When the Kafka Connect worker polls records from the Kafka Topic, each record goes through the following steps:
- A consumer inside the Kafka Connect Worker gets a
ConsumerRecord
. - The configured
Converter
(part of the Connector configuration) converts theConsumerRecord
into aConnectRecord
. - Zero or more Kafka Connect Transformations are applied to the
ConnectRecord
, according to the Connector configuration. Transforms can rename, drop, or add fields, and even filter out messages. - Lastly, the final
ConnectRecord
is passed into the Sink Connector, which processes it by sending it to an external system.
In the case of LittleHorse Connect, the system in step 4
is none other than the LittleHorse Kernel!
Processing Messages
The LittleHorse Connectors all make a GRPC request, utilizing both the message key and message value.
LittleHorse Variable Types
In the LittleHorse Kernel, all values are represented by the VariableValue
protobuf message.
The following table explains how Kafka Connect ConnectRecord
keys and values are mapped into LittleHorse VariableValue
s. As of LittleHorse 0.14
, the following types are supported in LittleHorse:
LittleHorse Type | Java Type | Kafka Connect Schema Type | Notes |
---|---|---|---|
INT | Long or Integer | INT64 , INT32 , INT16 , or INT8 | LittleHorse SDK's always cast it to 64-bits. |
DOUBLE | Double or Float | FLOAT32 or FLOAT64 | LittleHorse SDK's always cast it to 64-bits. |
STR | String | STRING | |
BYTES | byte[] | BYTES | |
JSON_ARR | List | ARRAY | Arrays in LittleHorse are stored in JSON format. |
JSON_OBJ | Map | MAP or Struct | Objects in LittleHorse are stored in JSON format. |
BOOL | Boolean | BOOLEAN |
GRPC Payloads
The following table explains how each LittleHorse Sink Connector behaves, including which GRPC request it makes, how it utilizes the ConnectRecord
key, and how it utilizes the ConnectRecord
value.
Connector | GRPC Request | Field Set by Key | Field Set by Value | Notes |
---|---|---|---|---|
WfRunSinkConnector | rpc RunWf | id | variables | The ConnectRecord 's value must be a Kafka Connect MAP or STRUCT . Each entry becomes a variable in the RunWfRequest . |
ExternalEventSinkConnector | rpc PutExternalEvent | wf_run_id | content | |
CorrelatedEventSinkConnector | rpc PutCorrelatedEvent | key | content | The ConnectRecord key cannot be null |
If the ConnectRecord
key is set, then all of the connectors are idempotent. Note that the CorrelatedEventSinkConnector
requires that the key is set.
Developer Notes
The following section contains useful notes for developers using the connectors.
Data Types
Note that LittleHorse kernel is data type aware. When reading data from the Kafka topic with any of our three Connectors, the data types in the topic correlate with the data LittleHorse kernel expects.

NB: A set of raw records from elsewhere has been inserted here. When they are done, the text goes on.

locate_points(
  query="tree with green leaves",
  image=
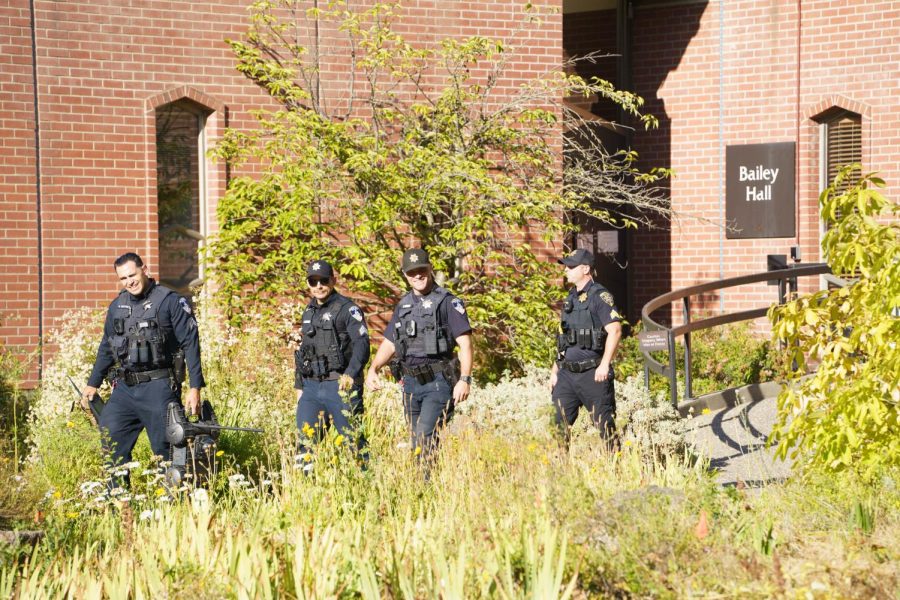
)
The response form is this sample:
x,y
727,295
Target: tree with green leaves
x,y
846,415
424,149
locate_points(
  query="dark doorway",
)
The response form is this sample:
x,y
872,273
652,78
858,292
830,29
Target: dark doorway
x,y
180,184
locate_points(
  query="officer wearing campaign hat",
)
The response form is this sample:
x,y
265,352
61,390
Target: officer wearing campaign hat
x,y
589,334
149,337
429,336
334,350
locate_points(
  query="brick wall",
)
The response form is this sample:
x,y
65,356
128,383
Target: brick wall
x,y
744,87
18,197
103,68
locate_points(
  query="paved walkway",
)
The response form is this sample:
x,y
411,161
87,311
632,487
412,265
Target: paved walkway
x,y
734,438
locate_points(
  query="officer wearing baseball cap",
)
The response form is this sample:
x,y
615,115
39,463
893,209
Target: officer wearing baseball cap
x,y
431,338
589,334
334,350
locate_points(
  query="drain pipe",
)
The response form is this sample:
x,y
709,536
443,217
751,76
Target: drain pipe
x,y
37,184
722,148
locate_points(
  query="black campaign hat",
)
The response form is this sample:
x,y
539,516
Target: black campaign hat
x,y
414,258
320,268
577,257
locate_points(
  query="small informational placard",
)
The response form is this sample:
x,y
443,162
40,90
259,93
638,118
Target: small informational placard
x,y
653,341
760,190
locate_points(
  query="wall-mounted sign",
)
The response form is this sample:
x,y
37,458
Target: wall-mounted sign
x,y
760,192
653,341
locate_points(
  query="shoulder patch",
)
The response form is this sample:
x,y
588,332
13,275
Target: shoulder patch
x,y
184,305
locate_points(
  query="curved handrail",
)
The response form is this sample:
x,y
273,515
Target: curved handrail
x,y
784,277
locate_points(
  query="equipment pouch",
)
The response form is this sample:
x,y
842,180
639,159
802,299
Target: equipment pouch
x,y
599,339
451,372
394,367
178,367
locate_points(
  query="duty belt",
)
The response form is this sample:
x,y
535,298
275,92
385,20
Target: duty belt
x,y
332,375
135,377
580,366
424,373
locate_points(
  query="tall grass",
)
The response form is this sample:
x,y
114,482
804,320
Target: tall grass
x,y
506,512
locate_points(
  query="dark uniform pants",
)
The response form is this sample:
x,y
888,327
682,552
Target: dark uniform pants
x,y
574,390
321,405
427,407
133,408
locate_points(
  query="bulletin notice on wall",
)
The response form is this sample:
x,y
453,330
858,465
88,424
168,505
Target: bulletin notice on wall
x,y
760,190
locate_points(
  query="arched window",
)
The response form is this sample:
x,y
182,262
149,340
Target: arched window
x,y
181,191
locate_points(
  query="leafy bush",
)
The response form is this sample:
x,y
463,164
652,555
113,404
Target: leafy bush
x,y
721,358
458,167
846,415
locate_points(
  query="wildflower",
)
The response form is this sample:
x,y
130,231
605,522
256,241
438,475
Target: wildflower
x,y
148,514
89,486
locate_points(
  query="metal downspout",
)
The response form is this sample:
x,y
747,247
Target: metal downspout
x,y
38,208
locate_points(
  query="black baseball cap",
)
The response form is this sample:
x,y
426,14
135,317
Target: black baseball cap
x,y
577,257
414,258
320,268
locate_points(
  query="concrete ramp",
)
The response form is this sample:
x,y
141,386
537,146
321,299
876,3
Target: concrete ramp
x,y
734,434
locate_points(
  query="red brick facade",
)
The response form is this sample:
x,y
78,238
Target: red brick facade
x,y
715,73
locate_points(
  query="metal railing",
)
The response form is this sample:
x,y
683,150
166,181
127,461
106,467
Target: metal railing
x,y
787,281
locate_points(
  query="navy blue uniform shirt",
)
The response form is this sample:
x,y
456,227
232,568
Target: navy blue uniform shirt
x,y
175,314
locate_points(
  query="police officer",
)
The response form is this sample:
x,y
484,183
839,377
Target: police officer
x,y
588,338
428,324
331,358
149,333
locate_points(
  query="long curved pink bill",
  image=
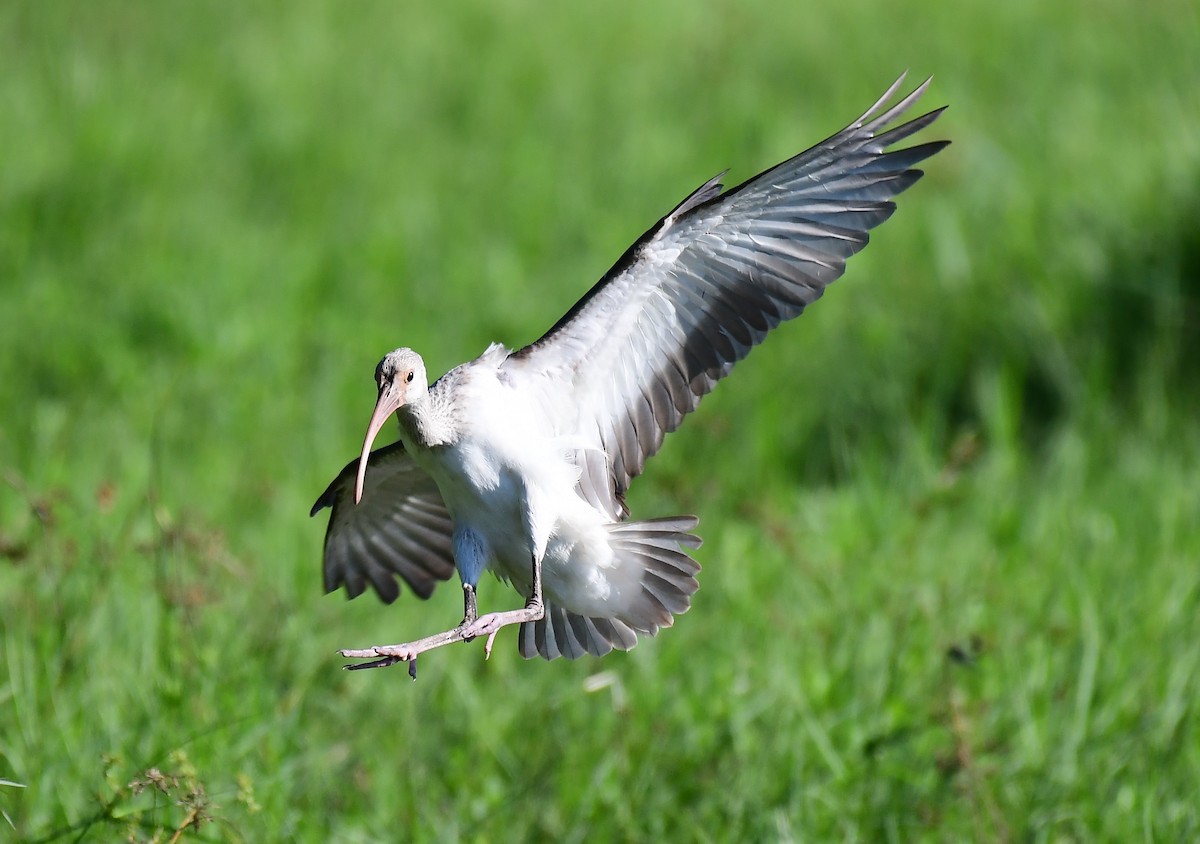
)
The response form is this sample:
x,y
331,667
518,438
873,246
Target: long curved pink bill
x,y
387,405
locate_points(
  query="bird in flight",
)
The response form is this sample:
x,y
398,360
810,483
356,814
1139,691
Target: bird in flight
x,y
519,461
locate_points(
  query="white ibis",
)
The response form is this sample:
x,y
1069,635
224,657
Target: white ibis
x,y
519,461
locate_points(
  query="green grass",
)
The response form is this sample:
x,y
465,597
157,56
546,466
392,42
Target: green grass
x,y
951,582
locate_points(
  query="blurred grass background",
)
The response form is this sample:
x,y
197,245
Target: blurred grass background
x,y
951,580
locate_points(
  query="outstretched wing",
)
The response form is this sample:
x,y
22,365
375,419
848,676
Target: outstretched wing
x,y
706,285
401,527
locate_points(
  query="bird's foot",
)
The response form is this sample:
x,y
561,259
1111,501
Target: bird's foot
x,y
490,624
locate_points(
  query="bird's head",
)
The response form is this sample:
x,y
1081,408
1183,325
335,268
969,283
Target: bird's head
x,y
402,381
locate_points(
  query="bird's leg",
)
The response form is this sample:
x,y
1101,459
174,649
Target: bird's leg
x,y
389,654
469,608
492,622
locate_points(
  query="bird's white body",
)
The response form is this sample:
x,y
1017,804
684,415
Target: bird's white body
x,y
509,484
520,461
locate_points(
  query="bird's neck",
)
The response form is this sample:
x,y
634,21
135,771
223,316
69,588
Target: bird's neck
x,y
427,423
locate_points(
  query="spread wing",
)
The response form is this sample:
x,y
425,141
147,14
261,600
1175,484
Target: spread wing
x,y
401,527
706,285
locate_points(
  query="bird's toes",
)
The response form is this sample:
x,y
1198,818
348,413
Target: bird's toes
x,y
483,626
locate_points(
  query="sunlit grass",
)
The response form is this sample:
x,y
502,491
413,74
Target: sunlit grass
x,y
949,587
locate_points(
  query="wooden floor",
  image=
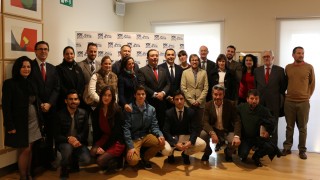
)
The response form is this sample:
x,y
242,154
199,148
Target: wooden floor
x,y
288,167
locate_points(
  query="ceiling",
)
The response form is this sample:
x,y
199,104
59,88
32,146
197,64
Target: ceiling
x,y
133,1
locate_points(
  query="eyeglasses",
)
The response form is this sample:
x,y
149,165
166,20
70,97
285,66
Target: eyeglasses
x,y
42,49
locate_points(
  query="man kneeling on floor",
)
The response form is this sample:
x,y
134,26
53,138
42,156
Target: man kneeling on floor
x,y
221,122
71,134
181,130
257,127
141,130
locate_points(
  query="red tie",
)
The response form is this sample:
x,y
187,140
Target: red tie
x,y
43,71
155,73
267,74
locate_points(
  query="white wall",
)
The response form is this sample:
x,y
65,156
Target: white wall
x,y
61,22
250,25
59,25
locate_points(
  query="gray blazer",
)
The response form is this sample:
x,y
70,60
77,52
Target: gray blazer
x,y
271,94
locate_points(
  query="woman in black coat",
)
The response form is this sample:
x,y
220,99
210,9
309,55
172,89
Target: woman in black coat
x,y
108,139
21,113
127,82
222,75
71,77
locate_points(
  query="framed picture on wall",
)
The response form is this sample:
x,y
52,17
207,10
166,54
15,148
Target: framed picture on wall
x,y
20,37
28,9
240,55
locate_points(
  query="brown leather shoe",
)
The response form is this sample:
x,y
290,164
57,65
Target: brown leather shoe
x,y
302,155
286,152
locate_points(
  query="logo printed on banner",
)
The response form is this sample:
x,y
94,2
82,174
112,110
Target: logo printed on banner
x,y
167,46
159,37
108,53
110,44
127,36
151,45
141,53
107,36
140,36
120,36
80,53
100,35
136,45
79,35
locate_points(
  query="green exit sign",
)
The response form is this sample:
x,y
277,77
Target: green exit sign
x,y
67,2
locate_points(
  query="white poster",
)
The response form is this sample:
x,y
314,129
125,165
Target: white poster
x,y
109,43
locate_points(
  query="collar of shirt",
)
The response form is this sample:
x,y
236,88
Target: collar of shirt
x,y
89,61
265,67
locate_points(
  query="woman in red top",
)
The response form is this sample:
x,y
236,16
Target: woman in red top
x,y
108,141
249,63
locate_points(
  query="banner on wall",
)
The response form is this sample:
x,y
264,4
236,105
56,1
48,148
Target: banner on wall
x,y
109,44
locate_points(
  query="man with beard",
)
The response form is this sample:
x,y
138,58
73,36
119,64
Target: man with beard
x,y
221,123
174,73
125,51
156,83
71,133
257,127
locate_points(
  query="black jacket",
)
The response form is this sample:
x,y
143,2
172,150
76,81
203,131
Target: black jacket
x,y
63,125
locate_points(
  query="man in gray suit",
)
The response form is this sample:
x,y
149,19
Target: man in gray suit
x,y
157,84
89,66
270,81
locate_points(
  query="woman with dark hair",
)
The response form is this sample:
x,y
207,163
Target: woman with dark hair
x,y
71,77
127,83
20,113
249,63
183,58
108,140
102,78
222,75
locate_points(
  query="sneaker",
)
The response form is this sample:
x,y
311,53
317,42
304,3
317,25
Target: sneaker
x,y
286,152
64,173
185,158
147,165
303,155
171,159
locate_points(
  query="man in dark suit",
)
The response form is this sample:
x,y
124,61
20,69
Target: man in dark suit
x,y
181,130
46,78
207,65
221,123
270,81
155,80
174,73
125,51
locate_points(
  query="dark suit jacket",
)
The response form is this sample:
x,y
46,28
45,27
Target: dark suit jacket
x,y
211,66
188,126
116,67
15,106
63,124
49,89
271,94
147,78
175,84
230,118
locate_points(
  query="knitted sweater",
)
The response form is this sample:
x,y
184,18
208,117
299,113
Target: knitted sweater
x,y
301,82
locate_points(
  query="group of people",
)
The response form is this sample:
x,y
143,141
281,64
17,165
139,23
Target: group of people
x,y
136,113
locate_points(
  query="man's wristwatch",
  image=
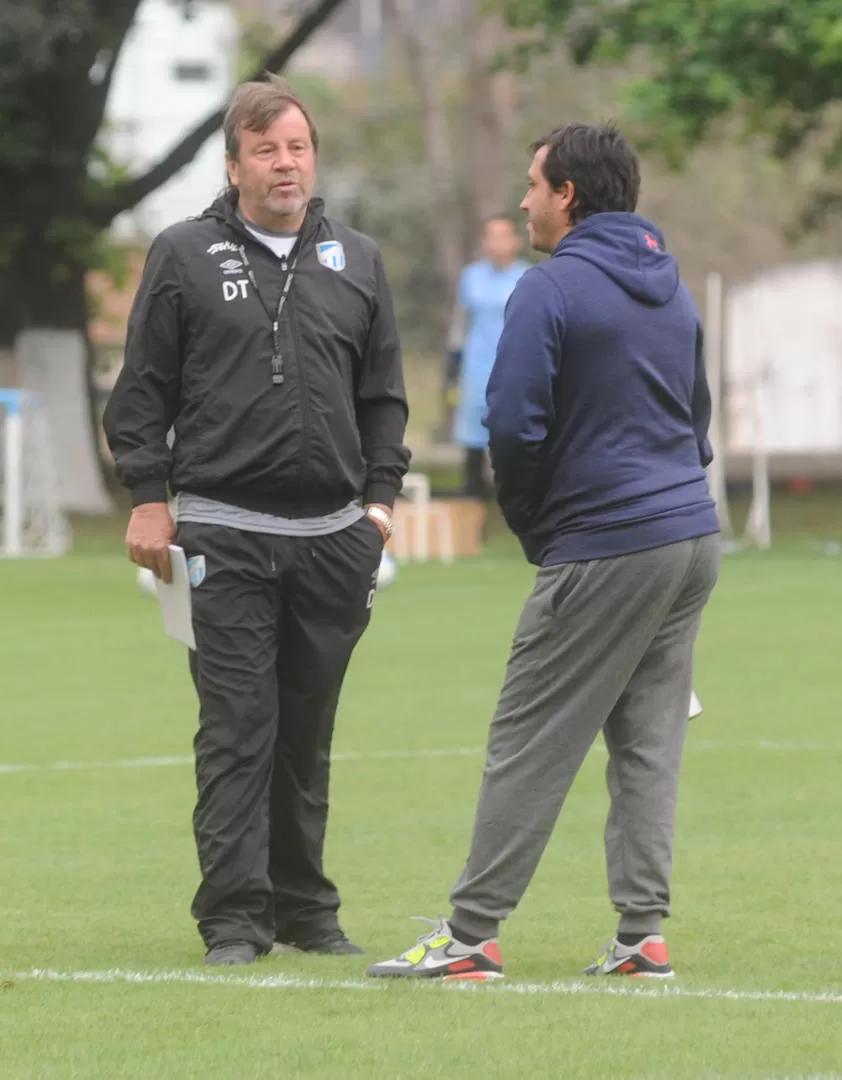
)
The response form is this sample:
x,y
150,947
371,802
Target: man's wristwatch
x,y
382,520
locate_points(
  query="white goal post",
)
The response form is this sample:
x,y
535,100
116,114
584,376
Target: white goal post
x,y
31,521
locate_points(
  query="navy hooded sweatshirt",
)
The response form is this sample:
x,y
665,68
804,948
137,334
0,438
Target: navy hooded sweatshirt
x,y
598,406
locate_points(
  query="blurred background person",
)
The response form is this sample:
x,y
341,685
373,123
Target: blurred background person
x,y
484,289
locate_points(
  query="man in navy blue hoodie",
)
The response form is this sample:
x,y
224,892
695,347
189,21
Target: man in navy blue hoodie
x,y
598,410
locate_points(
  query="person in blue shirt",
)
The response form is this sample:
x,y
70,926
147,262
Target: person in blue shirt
x,y
484,291
598,413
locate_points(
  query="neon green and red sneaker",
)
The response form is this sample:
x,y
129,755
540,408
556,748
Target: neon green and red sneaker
x,y
438,955
648,959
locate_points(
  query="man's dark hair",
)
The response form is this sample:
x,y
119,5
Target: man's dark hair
x,y
598,161
257,105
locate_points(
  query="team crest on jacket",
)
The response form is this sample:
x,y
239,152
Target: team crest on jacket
x,y
331,255
195,569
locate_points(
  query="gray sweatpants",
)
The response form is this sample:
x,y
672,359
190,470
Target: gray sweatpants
x,y
600,646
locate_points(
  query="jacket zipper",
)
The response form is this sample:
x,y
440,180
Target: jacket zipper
x,y
303,393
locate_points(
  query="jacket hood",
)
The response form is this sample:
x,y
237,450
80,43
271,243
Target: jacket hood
x,y
629,250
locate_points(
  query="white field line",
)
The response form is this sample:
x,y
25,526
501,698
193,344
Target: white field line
x,y
281,982
393,755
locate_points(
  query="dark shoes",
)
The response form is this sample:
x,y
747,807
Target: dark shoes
x,y
230,953
328,943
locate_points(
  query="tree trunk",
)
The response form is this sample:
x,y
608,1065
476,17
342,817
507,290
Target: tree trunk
x,y
418,36
489,117
9,327
54,361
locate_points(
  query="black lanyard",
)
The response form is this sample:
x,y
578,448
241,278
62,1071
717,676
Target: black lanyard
x,y
277,356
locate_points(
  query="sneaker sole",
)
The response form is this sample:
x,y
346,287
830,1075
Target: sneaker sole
x,y
280,949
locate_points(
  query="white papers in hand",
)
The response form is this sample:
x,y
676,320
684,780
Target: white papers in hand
x,y
175,599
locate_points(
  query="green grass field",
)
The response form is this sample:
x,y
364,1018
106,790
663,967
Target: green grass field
x,y
100,963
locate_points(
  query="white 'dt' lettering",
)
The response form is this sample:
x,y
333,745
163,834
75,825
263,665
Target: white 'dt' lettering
x,y
233,288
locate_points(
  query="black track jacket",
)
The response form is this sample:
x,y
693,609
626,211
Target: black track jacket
x,y
199,359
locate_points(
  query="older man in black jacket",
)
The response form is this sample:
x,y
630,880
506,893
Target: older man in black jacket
x,y
263,334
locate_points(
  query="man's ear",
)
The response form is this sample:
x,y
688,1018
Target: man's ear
x,y
567,194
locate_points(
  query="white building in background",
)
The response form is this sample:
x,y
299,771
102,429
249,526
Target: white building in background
x,y
176,66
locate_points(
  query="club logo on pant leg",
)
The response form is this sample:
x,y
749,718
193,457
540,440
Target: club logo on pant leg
x,y
371,591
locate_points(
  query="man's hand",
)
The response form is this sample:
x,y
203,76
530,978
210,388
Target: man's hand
x,y
386,510
150,532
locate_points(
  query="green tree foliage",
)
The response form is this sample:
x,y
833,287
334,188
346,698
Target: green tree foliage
x,y
776,64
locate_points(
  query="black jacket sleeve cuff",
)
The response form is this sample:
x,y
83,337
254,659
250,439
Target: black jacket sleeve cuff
x,y
151,490
380,491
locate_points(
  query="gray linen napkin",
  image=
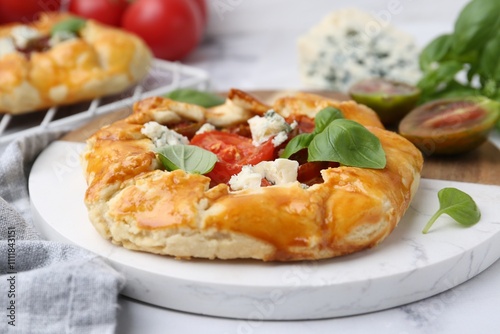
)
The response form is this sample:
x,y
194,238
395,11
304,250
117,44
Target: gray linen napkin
x,y
46,287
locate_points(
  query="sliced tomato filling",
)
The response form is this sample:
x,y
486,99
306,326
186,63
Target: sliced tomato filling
x,y
234,152
454,114
233,146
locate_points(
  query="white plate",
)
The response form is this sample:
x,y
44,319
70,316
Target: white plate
x,y
406,267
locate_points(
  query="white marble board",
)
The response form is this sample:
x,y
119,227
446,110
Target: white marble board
x,y
408,266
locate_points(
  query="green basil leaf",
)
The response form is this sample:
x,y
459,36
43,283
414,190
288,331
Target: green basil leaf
x,y
324,117
458,205
73,25
203,99
192,159
443,74
489,64
435,51
348,143
297,143
476,24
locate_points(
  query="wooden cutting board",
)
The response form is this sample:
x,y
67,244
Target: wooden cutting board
x,y
479,166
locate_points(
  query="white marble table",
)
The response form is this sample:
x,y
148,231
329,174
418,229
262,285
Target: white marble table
x,y
251,49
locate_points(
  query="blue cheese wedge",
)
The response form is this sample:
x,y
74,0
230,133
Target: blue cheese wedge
x,y
350,45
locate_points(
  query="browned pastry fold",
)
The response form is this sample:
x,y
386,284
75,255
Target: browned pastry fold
x,y
136,204
101,61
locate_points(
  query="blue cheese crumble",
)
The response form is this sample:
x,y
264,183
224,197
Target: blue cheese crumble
x,y
350,45
270,125
277,172
162,135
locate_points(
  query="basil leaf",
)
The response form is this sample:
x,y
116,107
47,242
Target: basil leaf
x,y
324,117
348,143
458,205
443,74
192,159
297,143
73,25
489,64
203,99
435,51
476,24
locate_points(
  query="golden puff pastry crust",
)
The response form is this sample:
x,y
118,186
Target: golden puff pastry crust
x,y
101,61
136,204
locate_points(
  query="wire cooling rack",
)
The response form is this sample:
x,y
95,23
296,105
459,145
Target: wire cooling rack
x,y
163,77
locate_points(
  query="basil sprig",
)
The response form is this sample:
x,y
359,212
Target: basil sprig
x,y
72,25
458,205
472,48
192,159
339,140
203,99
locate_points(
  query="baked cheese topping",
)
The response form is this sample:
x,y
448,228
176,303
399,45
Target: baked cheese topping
x,y
162,135
207,127
270,125
277,172
350,45
23,35
6,46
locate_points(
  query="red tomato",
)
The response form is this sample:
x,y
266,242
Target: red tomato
x,y
233,151
25,10
105,11
171,28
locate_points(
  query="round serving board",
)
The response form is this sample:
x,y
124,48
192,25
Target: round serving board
x,y
408,266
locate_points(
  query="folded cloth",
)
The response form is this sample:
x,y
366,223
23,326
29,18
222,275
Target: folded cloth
x,y
45,286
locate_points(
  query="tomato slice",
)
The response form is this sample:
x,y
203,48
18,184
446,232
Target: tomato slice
x,y
234,152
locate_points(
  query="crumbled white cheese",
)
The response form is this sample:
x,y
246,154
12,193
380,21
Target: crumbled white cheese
x,y
6,46
205,128
270,125
350,45
23,35
162,135
277,172
61,36
246,179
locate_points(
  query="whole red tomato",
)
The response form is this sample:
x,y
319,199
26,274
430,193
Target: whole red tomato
x,y
25,10
109,12
171,28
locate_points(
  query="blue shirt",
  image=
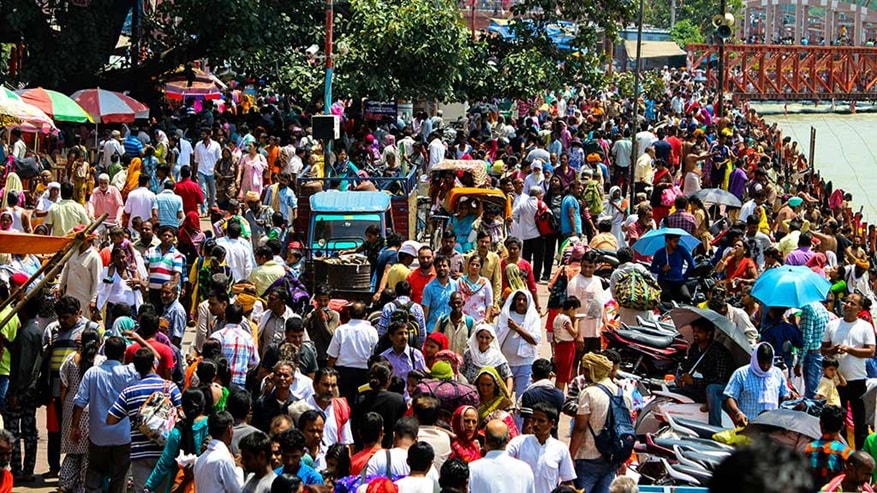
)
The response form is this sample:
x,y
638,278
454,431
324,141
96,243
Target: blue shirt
x,y
133,146
307,474
175,314
168,204
436,298
98,390
567,204
753,394
675,259
129,402
287,200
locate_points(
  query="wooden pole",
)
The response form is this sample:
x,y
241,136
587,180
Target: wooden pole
x,y
53,271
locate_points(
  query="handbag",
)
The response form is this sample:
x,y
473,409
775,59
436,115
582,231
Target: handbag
x,y
557,294
546,223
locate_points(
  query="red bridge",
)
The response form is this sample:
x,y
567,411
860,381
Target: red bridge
x,y
784,72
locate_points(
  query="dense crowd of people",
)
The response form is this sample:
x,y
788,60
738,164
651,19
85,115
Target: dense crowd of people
x,y
455,376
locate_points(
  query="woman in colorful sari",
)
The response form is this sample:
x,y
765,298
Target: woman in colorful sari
x,y
190,237
133,176
483,351
250,171
465,445
496,401
519,332
476,290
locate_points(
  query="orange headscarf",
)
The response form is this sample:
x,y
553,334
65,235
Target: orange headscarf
x,y
133,176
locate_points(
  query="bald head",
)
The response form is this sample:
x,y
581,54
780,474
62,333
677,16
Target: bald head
x,y
496,435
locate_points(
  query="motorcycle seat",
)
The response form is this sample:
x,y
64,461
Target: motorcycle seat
x,y
702,429
655,341
696,444
700,474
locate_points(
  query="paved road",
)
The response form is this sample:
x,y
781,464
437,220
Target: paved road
x,y
50,485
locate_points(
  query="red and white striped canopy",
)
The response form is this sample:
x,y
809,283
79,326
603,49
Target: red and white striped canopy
x,y
109,106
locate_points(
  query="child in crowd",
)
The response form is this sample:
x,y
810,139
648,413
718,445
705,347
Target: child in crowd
x,y
828,384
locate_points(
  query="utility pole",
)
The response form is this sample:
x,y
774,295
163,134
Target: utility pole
x,y
720,106
637,82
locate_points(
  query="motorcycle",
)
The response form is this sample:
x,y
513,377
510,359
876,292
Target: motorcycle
x,y
650,348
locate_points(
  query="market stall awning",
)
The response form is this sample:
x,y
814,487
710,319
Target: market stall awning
x,y
23,243
654,49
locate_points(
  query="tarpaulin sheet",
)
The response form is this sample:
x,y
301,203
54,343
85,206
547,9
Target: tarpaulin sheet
x,y
22,243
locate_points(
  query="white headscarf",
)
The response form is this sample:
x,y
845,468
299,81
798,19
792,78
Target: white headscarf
x,y
531,323
493,356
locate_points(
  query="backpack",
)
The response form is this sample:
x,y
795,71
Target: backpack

A common issue is with the Boolean data type. If LittleHorse kernel expects a Boolean type "True" or "False", this must match Boolean data type in the schema of the topic.
For testing it is common to use kafka-console-producer.sh
tool provided by Apache Kafka, this tool can only produce String or Integer values. In order to accuratly send a primitive type other than String or Integer you must use a converter in the Kafka Connect connector configuration.
Example:
{
"name": "external-identity-verified",
"config": {
"tasks.max": 2,
"topics": "names",
"connector.class": "io.littlehorse.connect.ExternalEventSinkConnector",
"key.converter": "org.apache.kafka.connect.storage.StringConverter",
"value.converter": "org.apache.kafka.connect.storage.StringConverter",
"lhc.api.port": 2023,
"lhc.api.host": "localhost",
"lhc.tenant.id": "default",
"transforms": "Cast",
"transforms.Cast.type": "org.apache.kafka.connect.transforms.Cast$Value",
"transforms.Cast.spec": "boolean",
"external.event.name": "identity-verified"
}
}
Note the lines that begin with "transforms", with those we are casting the String data type sent by kafka-console-producer.sh
to the primitive Boolean.
For more information:
- https://docs.confluent.io/kafka-connectors/transforms/current/cast.html
- https://docs.confluent.io/kafka-connectors/transforms/current/overview.html
Converters
These connectors support Protobuf
, Json
and Avro
through converters.
More about converters at Kafka Connect Converters
External Secrets
Kafka connect ensures provisioning secrets through the ConfigProvider interface, so these connectors support external secrets by default.
More about secrets at Externalize Secrets.